Recently, a large CPG partner enabled measurement through clean rooms and found that their Pinterest’s campaign drove a 16-point lift in incremental sales. We also offer a suite of first-party and third-party measurement tools to plug into advertisers measurement system of truth, whether it’s brand and conversion lift studies, platform metrics and insights or highly sophisticated media mix modeling and multitouch attribution studies. As we’ve discussed on previous earnings calls, we’re going through a critical shift in the industry and a top priority for our company is growing the adoption of these alternative measurement solutions this year. To do so, we’ve implemented new adoption goals into our sales force compensation structure to encourage further advertiser penetration.
We’re growing our performance optimization team who can help with technical selling, and we’re continuing to explore deeper partnerships with agencies and integrations with additional partners. In addition to format and measurement innovations, we remain focused on bringing AI-based automation to the forefront of our campaign creation experience. We have many of the components in place for a fully automated ad system including automatic bidding, campaign budget optimization and whole page optimization, which enables us to surface more relevant and performant [ph] ads when a user expresses commercial intent.
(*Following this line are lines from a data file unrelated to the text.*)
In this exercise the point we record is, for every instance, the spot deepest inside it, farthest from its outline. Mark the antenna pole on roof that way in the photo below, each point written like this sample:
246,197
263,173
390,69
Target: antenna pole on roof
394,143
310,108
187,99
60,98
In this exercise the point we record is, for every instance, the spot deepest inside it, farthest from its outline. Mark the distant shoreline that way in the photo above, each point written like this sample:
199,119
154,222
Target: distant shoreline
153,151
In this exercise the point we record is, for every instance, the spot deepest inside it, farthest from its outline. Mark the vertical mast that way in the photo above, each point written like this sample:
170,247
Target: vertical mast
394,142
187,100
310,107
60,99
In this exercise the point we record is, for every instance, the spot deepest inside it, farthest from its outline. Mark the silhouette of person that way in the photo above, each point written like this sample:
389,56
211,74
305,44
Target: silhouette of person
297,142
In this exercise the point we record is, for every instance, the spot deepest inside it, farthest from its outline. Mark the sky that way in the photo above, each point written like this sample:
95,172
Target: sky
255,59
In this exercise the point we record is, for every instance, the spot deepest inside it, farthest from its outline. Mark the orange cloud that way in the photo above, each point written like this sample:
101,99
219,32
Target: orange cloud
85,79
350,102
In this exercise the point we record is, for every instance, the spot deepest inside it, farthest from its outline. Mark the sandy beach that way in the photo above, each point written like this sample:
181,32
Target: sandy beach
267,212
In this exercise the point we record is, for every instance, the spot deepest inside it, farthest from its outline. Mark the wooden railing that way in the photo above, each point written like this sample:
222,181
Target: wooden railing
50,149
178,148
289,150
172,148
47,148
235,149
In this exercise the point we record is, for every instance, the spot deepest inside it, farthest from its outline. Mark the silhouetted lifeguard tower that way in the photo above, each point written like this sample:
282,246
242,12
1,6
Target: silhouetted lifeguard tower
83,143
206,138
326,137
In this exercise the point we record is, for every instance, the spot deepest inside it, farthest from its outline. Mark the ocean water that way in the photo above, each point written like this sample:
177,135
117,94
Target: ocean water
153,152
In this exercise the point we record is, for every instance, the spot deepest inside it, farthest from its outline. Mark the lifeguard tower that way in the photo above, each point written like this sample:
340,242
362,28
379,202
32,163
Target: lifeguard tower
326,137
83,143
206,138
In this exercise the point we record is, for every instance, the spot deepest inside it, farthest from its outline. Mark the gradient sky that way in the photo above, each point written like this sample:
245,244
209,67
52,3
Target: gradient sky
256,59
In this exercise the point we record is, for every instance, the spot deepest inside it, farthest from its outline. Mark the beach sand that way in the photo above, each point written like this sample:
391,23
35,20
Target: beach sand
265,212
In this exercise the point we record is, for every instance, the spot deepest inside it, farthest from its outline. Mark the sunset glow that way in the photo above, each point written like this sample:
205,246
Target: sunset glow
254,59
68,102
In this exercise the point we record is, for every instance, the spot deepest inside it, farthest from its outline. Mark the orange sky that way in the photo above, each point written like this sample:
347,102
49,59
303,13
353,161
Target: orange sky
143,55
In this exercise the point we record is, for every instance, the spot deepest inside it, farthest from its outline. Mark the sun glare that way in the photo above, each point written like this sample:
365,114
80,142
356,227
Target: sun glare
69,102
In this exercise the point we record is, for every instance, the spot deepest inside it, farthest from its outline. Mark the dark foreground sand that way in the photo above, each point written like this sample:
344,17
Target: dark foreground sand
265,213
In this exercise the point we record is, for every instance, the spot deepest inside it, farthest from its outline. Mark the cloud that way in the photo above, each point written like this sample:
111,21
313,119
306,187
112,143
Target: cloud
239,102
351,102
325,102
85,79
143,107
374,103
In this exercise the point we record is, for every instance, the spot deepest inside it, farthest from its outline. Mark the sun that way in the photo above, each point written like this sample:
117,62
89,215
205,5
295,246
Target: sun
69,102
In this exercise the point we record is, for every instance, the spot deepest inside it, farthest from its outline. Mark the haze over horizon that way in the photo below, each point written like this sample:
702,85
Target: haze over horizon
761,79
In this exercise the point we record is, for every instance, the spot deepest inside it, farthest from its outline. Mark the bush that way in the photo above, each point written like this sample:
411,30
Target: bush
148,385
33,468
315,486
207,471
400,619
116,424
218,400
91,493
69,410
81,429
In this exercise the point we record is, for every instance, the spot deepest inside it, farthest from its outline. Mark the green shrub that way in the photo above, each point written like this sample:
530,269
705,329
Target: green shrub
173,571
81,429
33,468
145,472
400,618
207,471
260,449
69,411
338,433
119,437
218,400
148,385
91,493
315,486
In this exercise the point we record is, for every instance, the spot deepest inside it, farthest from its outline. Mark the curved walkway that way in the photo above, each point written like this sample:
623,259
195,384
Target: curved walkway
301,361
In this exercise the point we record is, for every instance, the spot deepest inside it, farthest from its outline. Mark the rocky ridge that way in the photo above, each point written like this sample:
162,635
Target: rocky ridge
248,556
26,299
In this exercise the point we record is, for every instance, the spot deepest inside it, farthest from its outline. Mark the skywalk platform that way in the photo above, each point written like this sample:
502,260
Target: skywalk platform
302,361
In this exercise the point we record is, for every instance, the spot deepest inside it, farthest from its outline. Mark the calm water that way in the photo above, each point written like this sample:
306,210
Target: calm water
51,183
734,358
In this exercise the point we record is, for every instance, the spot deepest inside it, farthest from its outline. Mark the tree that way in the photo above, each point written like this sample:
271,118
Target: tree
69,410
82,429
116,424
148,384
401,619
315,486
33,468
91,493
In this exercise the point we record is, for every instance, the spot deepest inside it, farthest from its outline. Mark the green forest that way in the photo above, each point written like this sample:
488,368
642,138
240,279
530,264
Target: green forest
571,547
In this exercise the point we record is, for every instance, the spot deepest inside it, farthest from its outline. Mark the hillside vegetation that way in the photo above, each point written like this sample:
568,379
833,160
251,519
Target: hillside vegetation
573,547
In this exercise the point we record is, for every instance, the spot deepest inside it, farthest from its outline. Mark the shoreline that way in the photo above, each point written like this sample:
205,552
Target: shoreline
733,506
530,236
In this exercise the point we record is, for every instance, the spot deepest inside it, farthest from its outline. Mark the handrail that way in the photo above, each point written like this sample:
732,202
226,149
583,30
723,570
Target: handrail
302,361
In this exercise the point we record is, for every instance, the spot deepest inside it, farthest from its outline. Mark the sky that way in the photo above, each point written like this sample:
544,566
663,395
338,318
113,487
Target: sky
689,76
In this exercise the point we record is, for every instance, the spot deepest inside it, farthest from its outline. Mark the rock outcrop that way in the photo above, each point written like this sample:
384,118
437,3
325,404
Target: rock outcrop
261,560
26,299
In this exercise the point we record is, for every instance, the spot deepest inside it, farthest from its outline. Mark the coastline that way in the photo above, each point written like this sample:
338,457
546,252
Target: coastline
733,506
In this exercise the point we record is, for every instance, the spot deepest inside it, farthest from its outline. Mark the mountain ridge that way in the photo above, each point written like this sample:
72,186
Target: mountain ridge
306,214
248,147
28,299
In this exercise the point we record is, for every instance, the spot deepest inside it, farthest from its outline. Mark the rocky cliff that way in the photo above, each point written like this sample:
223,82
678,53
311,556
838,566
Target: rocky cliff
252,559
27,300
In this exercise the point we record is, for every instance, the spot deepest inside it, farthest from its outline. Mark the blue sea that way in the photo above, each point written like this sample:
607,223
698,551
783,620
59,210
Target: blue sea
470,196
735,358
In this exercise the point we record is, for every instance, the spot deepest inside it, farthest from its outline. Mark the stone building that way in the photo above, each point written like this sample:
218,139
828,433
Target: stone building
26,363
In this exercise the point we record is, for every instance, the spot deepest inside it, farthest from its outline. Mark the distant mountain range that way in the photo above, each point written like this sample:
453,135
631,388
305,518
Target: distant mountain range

These tools drive better results in aggregate for our advertisers. For example, automatic bidding covers 85% of our revenue, and whole page optimization is resulting in greater efficiencies across our full funnel.
Reducing the time and effort for advertisers on campaign set up, while improving ROI is top of mind moving forward, and we’ll see a steady progression of increased automation and easier add platform functionality throughout this year as we continue to build out these products. Next, I want to provide an update on our third-party demand efforts. Consistent with the time line we laid out at our Investor Day, Amazon ads in the US is live on search and related surfaces. And as of this quarter, we are testing it on the home feed. In addition, we always said we would have multiple partners and the third-party partners would be an important component of our overall international expansion. Today, I’m pleased to announce our next third-party ad integration with Google.
This partnership will focus on monetizing several of our currently unmonetized international markets by enabling ads to be served on Pinterest via Google’s Ad Manager. We went live a couple of weeks ago, and this is starting to ramp. Third-party ad demand is scaling as we anticipated. And while it was not a significant revenue contributor in Q4, we are now seeing it contribute more meaningfully to our growth this quarter, and we expect that to continue going forward. Our third strategic priority is continued focus on operational rigor and discipline. As I mentioned before, I’m proud of our team’s execution here as our operating expenses declined year-over-year, and we grew our EBITDA margins by over 1,400 basis points. Julie will provide more details on our future profitability outlook later in the call.